BRUSSELS (Reuters) - The United States met NATO allies on Monday to outline its strategy review for Afghanistan after President Barack Obama said it would contain an exit strategy and greater emphasis on economic development.
U.S. Special Representative for Afghanistan and Pakistan Richard Holbrooke met NATO Secretary-General Jaap de Hoop Scheffer before briefing the 26 alliance ambassadors.
“It is to give the broad lines of the U.S. strategy review as it now stands,” NATO spokesman James Appathurai said.
“I don’t know that they’ve arrived at any final conclusions on which President Obama has signed off on, but their thinking is now very close to the conclusion of the process.”
Appathurai said he was not aware of a plan, reported in Britain’s Guardian newspaper, for Washington and its allies to create an Afghan chief executive or prime minister to bypass President Hamid Karzai, who is widely seen as ineffective by the West.

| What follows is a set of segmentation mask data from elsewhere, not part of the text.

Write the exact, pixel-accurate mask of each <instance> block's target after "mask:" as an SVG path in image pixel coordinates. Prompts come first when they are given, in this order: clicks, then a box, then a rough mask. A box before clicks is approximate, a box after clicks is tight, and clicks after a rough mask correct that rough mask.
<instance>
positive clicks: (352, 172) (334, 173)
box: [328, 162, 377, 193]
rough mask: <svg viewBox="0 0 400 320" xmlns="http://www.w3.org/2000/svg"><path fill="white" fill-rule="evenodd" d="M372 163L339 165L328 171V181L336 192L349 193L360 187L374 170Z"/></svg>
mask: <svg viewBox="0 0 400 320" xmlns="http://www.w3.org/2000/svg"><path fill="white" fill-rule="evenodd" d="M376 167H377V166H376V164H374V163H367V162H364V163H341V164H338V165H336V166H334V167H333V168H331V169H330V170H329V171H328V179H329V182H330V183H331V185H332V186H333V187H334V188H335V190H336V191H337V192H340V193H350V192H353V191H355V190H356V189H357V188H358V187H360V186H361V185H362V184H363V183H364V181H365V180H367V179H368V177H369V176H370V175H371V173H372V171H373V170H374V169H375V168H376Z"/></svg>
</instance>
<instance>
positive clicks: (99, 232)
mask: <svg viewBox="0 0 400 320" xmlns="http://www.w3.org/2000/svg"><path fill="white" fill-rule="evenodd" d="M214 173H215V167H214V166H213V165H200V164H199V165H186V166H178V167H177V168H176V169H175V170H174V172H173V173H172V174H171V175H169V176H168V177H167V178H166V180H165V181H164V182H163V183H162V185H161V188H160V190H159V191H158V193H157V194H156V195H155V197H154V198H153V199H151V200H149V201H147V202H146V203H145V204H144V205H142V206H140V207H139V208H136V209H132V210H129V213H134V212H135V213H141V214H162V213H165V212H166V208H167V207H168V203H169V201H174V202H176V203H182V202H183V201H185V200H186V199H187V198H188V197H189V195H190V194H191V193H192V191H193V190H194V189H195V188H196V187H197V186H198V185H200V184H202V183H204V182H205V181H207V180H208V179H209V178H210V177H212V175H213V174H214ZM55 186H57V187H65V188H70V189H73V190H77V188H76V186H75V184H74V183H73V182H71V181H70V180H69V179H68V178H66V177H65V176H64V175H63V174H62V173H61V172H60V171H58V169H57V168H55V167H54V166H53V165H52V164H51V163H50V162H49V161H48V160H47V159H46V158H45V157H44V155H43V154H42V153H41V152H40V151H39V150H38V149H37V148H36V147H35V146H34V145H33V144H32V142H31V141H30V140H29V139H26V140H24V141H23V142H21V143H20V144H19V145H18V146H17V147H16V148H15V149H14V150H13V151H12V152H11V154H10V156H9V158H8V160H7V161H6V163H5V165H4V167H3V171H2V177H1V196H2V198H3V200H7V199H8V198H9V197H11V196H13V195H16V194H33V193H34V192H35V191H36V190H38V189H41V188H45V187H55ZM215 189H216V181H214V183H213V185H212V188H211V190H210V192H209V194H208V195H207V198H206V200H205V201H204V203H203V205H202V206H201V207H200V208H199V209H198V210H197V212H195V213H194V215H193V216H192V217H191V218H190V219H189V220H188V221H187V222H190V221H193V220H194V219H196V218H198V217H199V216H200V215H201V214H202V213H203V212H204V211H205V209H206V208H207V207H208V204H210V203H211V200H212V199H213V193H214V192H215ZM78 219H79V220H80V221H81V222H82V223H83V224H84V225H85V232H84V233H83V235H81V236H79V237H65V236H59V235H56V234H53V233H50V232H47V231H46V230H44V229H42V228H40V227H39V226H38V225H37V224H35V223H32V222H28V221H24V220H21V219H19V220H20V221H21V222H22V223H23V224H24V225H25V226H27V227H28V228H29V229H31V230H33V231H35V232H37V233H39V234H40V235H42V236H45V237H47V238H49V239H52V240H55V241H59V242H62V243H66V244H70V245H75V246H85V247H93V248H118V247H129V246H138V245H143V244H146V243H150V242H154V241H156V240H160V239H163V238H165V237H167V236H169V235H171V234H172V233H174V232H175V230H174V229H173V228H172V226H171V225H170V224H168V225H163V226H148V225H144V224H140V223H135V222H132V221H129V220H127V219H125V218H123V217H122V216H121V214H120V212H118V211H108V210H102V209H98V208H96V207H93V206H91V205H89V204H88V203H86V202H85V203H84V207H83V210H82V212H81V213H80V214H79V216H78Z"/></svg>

In an interview with CBS’s “60 minutes” on Sunday, Obama said the new U.S. police would contain an exit strategy and include greater emphasis on economic development.
“What we can’t do is think that just a military approach in Afghanistan is going to be able to solve our problems,” he said.
“So what we’re looking for is a comprehensive strategy. And there’s got to be an exit strategy ... There’s got to be a sense that this is not perpetual drift.”
Obama has admitted the United States and its allies are not winning in Afghanistan, where insurgent violence at its worst level since the U.S.-led intervention there began in late 2001.
He has ordered deployment of 17,000 more troops on top of nearly 70,000 foreign troops already there.
Holbrooke told a Brussels conference at the weekend the administration was looking at a very significant increase in the size of the Afghan police force.
He also said Washington wanted increased focus on alternative livelihoods to opium farming helping fuel the insurgency and he would seek very significantly expanded funding for agriculture sector job creation.
Among the U.S. ideas are increased focus on counter-terrorism and the training of Afghan forces, a focused counter-insurgency push in the violent south and east and pursuit of a wider campaign to protect civilians.
Hundreds of civilian officials from across the U.S. government would be sent to Afghanistan as part of the new strategy in a sort of “civilian surge.”
Holbrook said an initial plan to help boost police numbers from 78,000 to 82,000 was now considered inadequate but called figures cited by the New York Times of a combined goal of about 400,000 Afghan troops and police officers “speculative.”
The Afghan government and its international backers have already announced plans to increase the size of the Afghan army substantially to 134,000 soldiers, from 70,000 in mid-2008.
France last week proposed sending European Union gendarmes to train paramilitary police in Afghanistan as part of efforts to step up training of Afghan security forces.